Can I use DrX in my code?#

drx can be installed and used like any other python package (pip install datarobotx). Bear in mind that the package relies on features that are in public and private preview and thus some functionality may not work if those features are not available or not enabled. drx functionality is subject to change and there is no guarantee of backward compatibility.

Certain modules within drx may be documented as experimental and thus should not be used in production critical code.

Can I use drx in DataRobot Notebooks?#

Yes, drx can be installed and used in DataRobot Notebooks. You may see the package behave differently in DR Notebooks from how it does in other implementations of notebooks (e.g. Jupyter, Colab, etc.) due to differences in the underlying execution environment. These should be reduced as DR Notebooks and drx continue to develop.
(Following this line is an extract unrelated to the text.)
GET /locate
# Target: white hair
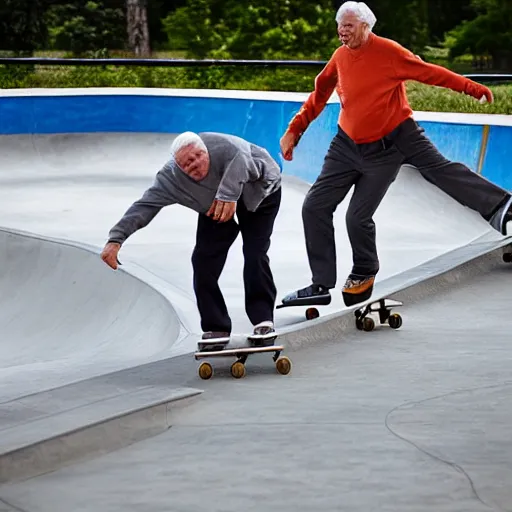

How do I contribute to drx or share feedback?#

Feedback and feature requests are welcome! You can ask questions or leave feedback in the DataRobot Community. Please use the drx label.

DataRobot Employees only: you can also reach us at #drx-in-sdk slack channel. The drx codebase is hosted in the public-api-client repo but open to contributions from any and all DataRobot staff.

Does drx collect any customer information?#

drx does not collect any customer code or data as part of the analytics that DataRobot captures. Information about which methods in drx or datarobot are called is captured, but this can be turned off by using the environment variable DATAROBOT_ENABLE_CONSUMER_TRACKING=0 or by adding enable_api_consumer_tracking: no into drconfig.yaml.